Joël Pralong: Le contenu en tant que tel ne m’a pas étonné, car il ne fait que redire des principes qui font depuis longtemps partie de la doctrine de l’Eglise et qui se trouvent notamment dans le Catéchisme: le mariage est l’union entre un homme et une femme. Cela est historique, et pour le croyant, cette vérité est présente dès les premières pages du livre de la Genèse. Il est juste dommage que ce texte soit reçu comme «légaliste», et pour cause!

Qu’entendez-vous par là?
Je fais allusion à la note finale, selon laquelle «Dieu ne peut pas bénir le péché», qui est très stigmatisante. Dire cela est enfoncer une porte ouverte! Que Dieu ne bénit pas le péché est une évidence. Mais il bénit les pécheurs, non? Surtout, cette phrase casse la discussion et éloigne les personnes concernées. Elle est jugeante et vient contredire ce qui précède: qu’il faut accueillir les personnes avec délicatesse. On a l’impression qu’être homo, c’est un péché. Cela n’aide pas à approfondir la réalité de l’homosexualité ni à dialoguer avec l’Eglise.

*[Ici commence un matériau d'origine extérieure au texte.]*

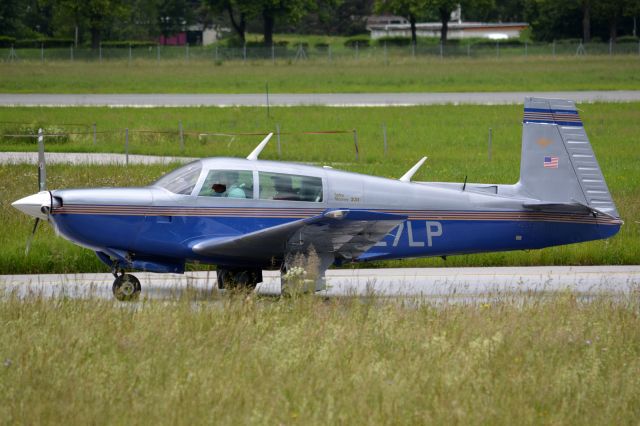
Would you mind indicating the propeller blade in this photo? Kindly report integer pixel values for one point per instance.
(42, 170)
(35, 226)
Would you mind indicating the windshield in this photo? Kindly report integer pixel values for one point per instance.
(182, 180)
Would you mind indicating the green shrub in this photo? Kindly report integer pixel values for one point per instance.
(627, 39)
(394, 41)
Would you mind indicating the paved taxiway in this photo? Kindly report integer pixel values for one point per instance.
(300, 99)
(449, 284)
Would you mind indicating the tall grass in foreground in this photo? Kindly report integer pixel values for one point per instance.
(245, 360)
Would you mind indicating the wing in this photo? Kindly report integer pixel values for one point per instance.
(345, 233)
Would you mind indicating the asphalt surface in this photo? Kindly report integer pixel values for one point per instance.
(439, 284)
(299, 99)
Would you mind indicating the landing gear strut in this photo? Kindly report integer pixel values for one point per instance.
(126, 287)
(234, 278)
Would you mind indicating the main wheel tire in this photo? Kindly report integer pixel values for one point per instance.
(238, 278)
(126, 287)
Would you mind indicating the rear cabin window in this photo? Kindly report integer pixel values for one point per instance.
(228, 183)
(279, 186)
(183, 180)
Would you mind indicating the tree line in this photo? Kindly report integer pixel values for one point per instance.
(90, 22)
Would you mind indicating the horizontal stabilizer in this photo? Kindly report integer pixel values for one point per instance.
(574, 207)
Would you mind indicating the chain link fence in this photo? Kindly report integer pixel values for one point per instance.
(322, 52)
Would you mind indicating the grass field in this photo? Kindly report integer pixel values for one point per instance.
(454, 138)
(245, 360)
(542, 73)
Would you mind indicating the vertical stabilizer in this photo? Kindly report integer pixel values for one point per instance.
(558, 164)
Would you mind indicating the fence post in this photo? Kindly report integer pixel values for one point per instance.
(384, 135)
(278, 138)
(386, 59)
(355, 142)
(266, 86)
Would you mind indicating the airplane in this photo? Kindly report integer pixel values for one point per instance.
(246, 215)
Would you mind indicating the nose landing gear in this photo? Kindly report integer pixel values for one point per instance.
(126, 287)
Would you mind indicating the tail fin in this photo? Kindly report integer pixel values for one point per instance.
(558, 164)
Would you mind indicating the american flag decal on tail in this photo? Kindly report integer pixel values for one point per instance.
(550, 162)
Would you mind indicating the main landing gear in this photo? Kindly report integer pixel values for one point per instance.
(238, 278)
(126, 287)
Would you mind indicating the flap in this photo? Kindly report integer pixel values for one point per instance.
(346, 233)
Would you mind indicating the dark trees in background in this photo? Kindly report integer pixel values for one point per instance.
(411, 10)
(91, 21)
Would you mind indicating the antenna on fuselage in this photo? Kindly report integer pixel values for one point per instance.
(254, 154)
(407, 176)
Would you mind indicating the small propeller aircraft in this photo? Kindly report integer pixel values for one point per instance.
(246, 215)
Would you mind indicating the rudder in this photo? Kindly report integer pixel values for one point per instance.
(558, 164)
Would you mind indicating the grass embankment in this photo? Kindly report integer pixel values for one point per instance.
(454, 138)
(244, 360)
(545, 73)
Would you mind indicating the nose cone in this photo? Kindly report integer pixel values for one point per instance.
(33, 204)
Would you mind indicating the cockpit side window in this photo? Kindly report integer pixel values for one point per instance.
(183, 180)
(228, 183)
(280, 186)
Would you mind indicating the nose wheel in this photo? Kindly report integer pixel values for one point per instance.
(126, 287)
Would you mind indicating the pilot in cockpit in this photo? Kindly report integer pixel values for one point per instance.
(228, 185)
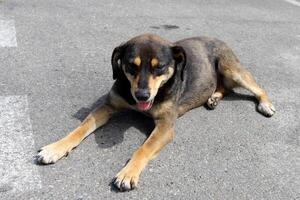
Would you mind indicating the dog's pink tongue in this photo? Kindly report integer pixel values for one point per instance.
(143, 105)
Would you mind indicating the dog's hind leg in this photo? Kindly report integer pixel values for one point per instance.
(235, 75)
(215, 98)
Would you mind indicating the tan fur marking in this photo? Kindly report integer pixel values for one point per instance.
(137, 61)
(161, 135)
(154, 62)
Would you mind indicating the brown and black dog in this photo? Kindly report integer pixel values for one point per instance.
(163, 80)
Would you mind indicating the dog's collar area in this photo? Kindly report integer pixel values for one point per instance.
(144, 105)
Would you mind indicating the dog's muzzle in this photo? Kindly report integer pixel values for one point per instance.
(142, 96)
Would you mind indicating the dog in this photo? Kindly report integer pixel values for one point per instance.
(164, 80)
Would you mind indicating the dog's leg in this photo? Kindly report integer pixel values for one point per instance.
(215, 98)
(235, 75)
(128, 177)
(53, 152)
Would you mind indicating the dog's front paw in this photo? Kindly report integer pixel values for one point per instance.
(51, 153)
(126, 179)
(266, 108)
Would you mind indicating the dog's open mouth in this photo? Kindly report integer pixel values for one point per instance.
(144, 105)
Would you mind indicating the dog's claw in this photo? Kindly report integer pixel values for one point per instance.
(212, 102)
(266, 108)
(125, 181)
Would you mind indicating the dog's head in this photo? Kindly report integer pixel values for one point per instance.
(148, 62)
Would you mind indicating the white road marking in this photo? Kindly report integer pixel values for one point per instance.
(8, 33)
(17, 171)
(294, 2)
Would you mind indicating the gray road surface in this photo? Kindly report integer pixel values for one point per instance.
(55, 64)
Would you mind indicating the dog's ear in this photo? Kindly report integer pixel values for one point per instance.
(180, 59)
(116, 61)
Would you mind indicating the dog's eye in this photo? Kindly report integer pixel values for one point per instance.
(132, 69)
(159, 70)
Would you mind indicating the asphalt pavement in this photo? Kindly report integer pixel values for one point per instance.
(55, 65)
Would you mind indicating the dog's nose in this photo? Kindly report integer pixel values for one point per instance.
(142, 94)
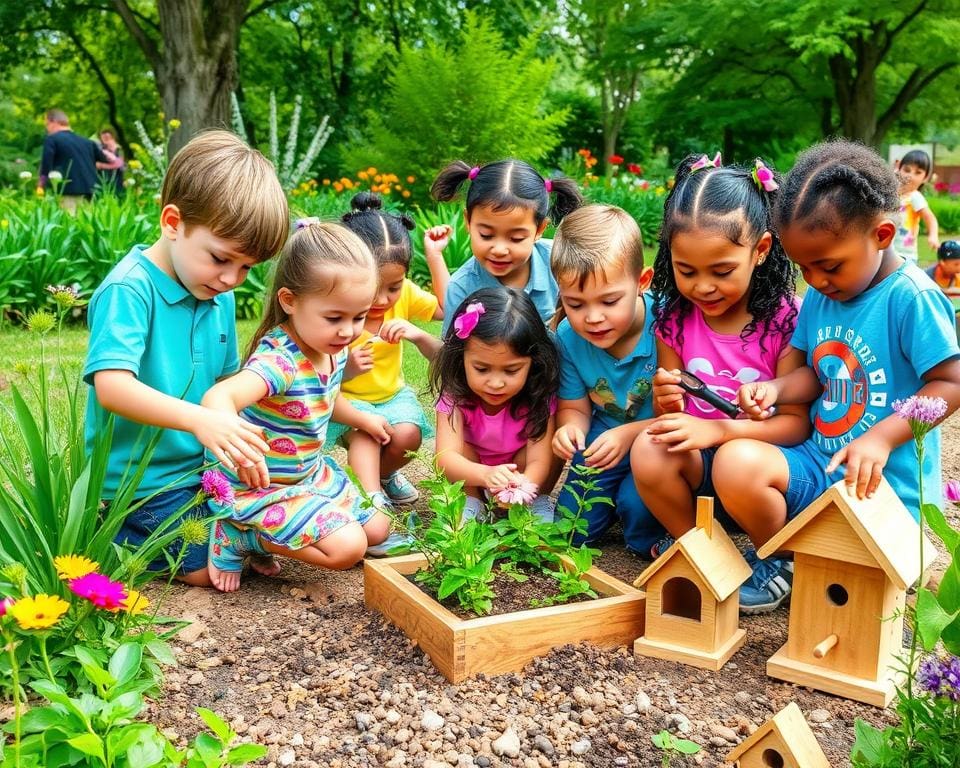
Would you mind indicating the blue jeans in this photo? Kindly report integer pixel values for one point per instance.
(147, 518)
(641, 530)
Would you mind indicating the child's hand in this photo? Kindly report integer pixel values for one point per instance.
(865, 458)
(359, 360)
(567, 440)
(257, 476)
(436, 239)
(233, 441)
(378, 428)
(394, 330)
(499, 477)
(757, 399)
(668, 395)
(608, 448)
(683, 432)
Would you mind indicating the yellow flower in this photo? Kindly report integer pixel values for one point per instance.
(40, 612)
(135, 602)
(74, 566)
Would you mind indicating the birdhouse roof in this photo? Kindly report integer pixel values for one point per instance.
(715, 558)
(792, 730)
(885, 535)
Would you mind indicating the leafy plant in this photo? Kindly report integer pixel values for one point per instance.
(672, 747)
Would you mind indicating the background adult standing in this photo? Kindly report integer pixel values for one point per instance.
(73, 156)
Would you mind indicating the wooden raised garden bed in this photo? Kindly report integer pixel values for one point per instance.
(462, 648)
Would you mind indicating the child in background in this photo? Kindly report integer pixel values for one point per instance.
(163, 330)
(496, 381)
(874, 329)
(914, 171)
(607, 361)
(377, 354)
(725, 311)
(507, 207)
(296, 501)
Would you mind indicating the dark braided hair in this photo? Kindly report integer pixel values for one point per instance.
(727, 200)
(510, 318)
(508, 184)
(387, 235)
(836, 185)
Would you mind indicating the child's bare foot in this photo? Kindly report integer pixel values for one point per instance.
(225, 581)
(265, 565)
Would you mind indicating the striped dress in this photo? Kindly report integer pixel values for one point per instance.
(309, 496)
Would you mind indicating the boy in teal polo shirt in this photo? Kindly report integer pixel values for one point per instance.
(163, 330)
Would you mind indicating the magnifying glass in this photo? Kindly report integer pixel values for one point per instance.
(694, 386)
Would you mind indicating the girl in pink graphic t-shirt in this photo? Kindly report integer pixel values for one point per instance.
(496, 378)
(725, 311)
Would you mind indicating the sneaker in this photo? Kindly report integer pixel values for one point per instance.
(662, 546)
(399, 489)
(768, 586)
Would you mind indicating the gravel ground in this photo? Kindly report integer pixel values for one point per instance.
(299, 664)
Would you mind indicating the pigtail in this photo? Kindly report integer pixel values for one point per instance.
(567, 197)
(447, 185)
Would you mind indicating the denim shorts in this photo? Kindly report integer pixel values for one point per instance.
(808, 478)
(147, 518)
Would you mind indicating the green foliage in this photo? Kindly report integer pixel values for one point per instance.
(470, 98)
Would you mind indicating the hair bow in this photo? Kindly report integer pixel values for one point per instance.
(706, 162)
(763, 176)
(305, 222)
(468, 319)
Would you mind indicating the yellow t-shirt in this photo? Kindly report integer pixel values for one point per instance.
(385, 379)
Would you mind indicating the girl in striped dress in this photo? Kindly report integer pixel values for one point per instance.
(296, 501)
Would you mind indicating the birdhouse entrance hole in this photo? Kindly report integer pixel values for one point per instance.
(837, 594)
(681, 598)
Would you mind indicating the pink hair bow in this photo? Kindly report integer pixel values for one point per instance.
(764, 177)
(468, 320)
(706, 162)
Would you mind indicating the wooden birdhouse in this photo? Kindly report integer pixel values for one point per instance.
(784, 741)
(692, 610)
(854, 560)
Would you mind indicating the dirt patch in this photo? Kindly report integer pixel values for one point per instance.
(299, 664)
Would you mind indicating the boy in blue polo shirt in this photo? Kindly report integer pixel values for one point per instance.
(163, 330)
(607, 361)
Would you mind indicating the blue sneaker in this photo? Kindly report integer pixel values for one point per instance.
(769, 585)
(399, 489)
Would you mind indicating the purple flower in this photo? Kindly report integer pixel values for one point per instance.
(951, 491)
(925, 410)
(215, 485)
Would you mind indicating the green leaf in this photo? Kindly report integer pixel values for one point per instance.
(931, 618)
(245, 753)
(125, 662)
(216, 724)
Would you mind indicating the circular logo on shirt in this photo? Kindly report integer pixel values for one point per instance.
(845, 390)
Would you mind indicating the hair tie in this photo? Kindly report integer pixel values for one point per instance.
(706, 162)
(467, 320)
(305, 222)
(763, 177)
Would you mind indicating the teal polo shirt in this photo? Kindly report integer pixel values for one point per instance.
(143, 321)
(541, 287)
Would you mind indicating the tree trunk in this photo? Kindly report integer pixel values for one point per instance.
(198, 65)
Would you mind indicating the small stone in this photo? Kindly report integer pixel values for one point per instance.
(431, 721)
(819, 716)
(508, 744)
(581, 747)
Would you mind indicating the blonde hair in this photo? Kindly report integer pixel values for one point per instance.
(596, 239)
(300, 268)
(218, 182)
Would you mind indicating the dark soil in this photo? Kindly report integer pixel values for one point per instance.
(298, 663)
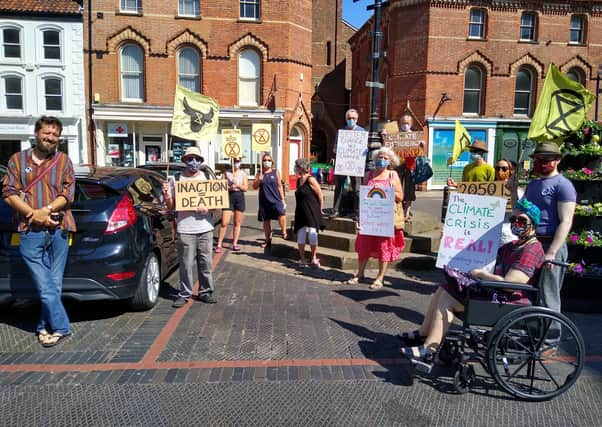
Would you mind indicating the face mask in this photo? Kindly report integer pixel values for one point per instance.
(541, 167)
(519, 230)
(193, 165)
(475, 157)
(381, 163)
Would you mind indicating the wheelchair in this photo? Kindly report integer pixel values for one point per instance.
(532, 352)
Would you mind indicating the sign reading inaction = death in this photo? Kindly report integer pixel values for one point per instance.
(193, 194)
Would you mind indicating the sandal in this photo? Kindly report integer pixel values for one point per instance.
(377, 284)
(410, 338)
(354, 280)
(54, 339)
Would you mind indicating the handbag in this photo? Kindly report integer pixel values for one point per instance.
(423, 171)
(399, 218)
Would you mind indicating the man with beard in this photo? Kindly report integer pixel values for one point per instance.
(40, 185)
(556, 197)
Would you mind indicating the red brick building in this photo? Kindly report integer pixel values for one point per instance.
(253, 56)
(483, 63)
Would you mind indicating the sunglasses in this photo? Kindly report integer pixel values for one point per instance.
(520, 220)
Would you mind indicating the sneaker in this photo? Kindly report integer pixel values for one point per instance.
(179, 302)
(207, 298)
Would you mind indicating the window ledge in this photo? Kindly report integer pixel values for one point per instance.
(189, 17)
(249, 20)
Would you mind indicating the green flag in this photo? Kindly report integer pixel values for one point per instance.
(461, 142)
(195, 116)
(561, 108)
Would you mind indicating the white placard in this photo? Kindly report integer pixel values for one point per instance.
(352, 146)
(377, 211)
(471, 233)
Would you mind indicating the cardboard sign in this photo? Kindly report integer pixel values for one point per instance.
(231, 143)
(192, 194)
(261, 136)
(491, 188)
(405, 144)
(352, 147)
(471, 232)
(377, 211)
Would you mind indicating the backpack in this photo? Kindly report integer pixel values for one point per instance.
(423, 171)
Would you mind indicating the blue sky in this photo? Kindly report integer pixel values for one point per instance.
(356, 13)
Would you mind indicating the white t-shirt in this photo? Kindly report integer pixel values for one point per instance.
(190, 222)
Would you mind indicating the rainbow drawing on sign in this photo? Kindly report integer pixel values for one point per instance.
(376, 192)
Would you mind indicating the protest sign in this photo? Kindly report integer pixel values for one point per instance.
(352, 146)
(405, 144)
(471, 232)
(377, 211)
(192, 194)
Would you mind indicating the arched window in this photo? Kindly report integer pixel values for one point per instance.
(473, 88)
(51, 45)
(189, 69)
(132, 73)
(53, 93)
(12, 91)
(523, 91)
(528, 26)
(249, 70)
(576, 75)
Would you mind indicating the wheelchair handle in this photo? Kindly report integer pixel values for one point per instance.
(506, 285)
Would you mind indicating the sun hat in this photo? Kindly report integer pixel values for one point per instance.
(547, 148)
(478, 145)
(193, 151)
(529, 209)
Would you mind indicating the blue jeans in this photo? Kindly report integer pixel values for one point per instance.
(45, 254)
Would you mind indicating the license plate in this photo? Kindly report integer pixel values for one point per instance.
(14, 239)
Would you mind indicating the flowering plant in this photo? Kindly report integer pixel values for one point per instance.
(582, 268)
(585, 209)
(587, 238)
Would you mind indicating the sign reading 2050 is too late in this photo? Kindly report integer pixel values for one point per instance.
(193, 194)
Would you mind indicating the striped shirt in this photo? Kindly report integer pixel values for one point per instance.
(60, 181)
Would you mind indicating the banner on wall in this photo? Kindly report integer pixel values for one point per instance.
(261, 136)
(471, 232)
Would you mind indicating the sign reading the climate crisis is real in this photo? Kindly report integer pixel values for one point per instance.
(471, 232)
(194, 194)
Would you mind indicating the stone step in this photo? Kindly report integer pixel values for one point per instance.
(335, 258)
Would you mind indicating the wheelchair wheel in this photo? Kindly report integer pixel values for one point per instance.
(463, 378)
(527, 360)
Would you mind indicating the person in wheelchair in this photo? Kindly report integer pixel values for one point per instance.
(517, 262)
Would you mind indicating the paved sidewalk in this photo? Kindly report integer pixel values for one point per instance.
(285, 345)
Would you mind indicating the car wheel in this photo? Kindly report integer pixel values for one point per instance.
(148, 288)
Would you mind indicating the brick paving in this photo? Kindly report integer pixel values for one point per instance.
(283, 346)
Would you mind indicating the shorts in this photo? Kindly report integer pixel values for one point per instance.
(237, 201)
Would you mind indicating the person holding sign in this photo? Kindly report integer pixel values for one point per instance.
(195, 237)
(237, 185)
(271, 198)
(351, 117)
(385, 249)
(477, 170)
(517, 262)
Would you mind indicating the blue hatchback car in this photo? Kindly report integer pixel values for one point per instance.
(124, 245)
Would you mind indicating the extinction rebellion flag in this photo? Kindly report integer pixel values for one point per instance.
(561, 108)
(195, 116)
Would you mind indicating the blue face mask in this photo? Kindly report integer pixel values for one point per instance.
(193, 164)
(381, 163)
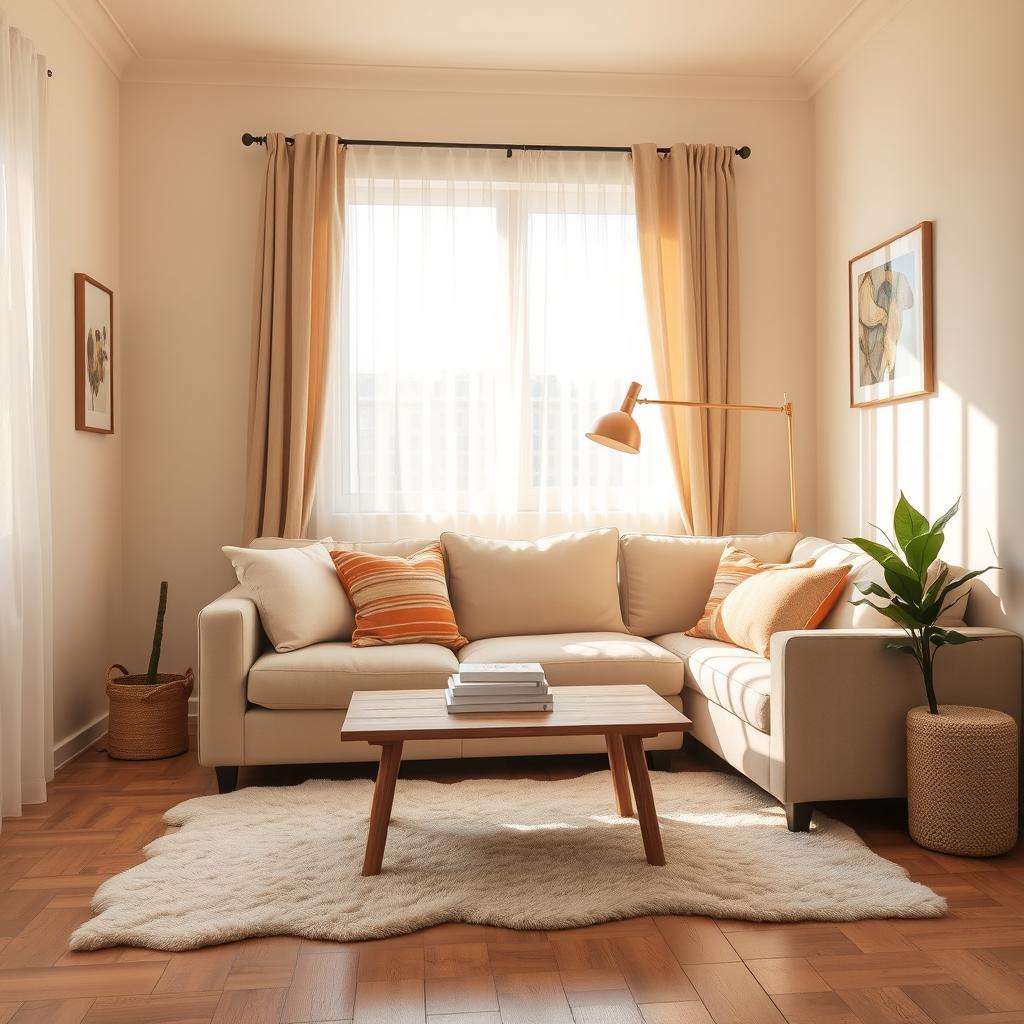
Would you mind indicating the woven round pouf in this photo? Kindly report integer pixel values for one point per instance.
(962, 779)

«Dans sa manière de communiquer, l’Eglise devrait être plus pastorale»

On avait pourtant l’impression d’une ouverture donnée par le pape François dans ce domaine. Les portes se sont-elles refermées?
C’est la personne que le pape met au centre avant la doctrine. Il veut favoriser l’accueil et l’accompagnement des homosexuels dans l’Eglise. Mais il est clair, que la note de la CDF peut donner l’impression que le pape ouvre la porte et que la curie la referme. Alors que les deux ne se positionnent en fait pas sur le même terrain. Il y a la position doctrinale et pastorale.

Comprenez-vous les réactions parfois indignées au décret?
Pour moi, il y a beaucoup trop d’émotion dans le débat. Il faudrait que l’on puisse passer à la raison et avoir une discussion sereine.

Qu’est-ce qui l’empêche?
La sexualité est bien sûr un sujet sensible. Pas seulement dans l’Eglise mais dans toute la société. C’est quelque chose de complexe chez l’humain. Dans l’Eglise, il existe une peur de ces questions, doublée d’une homophobie latente. Des deux côtés, on dialogue par des revendications, du type «j’ai le droit/j’ai pas le droit». Alors qu’il faudrait d’abord admettre la complexité de ce sujet, avant de se jeter des anathèmes. La seule loi conduit à une impasse et barre la route à l’humain.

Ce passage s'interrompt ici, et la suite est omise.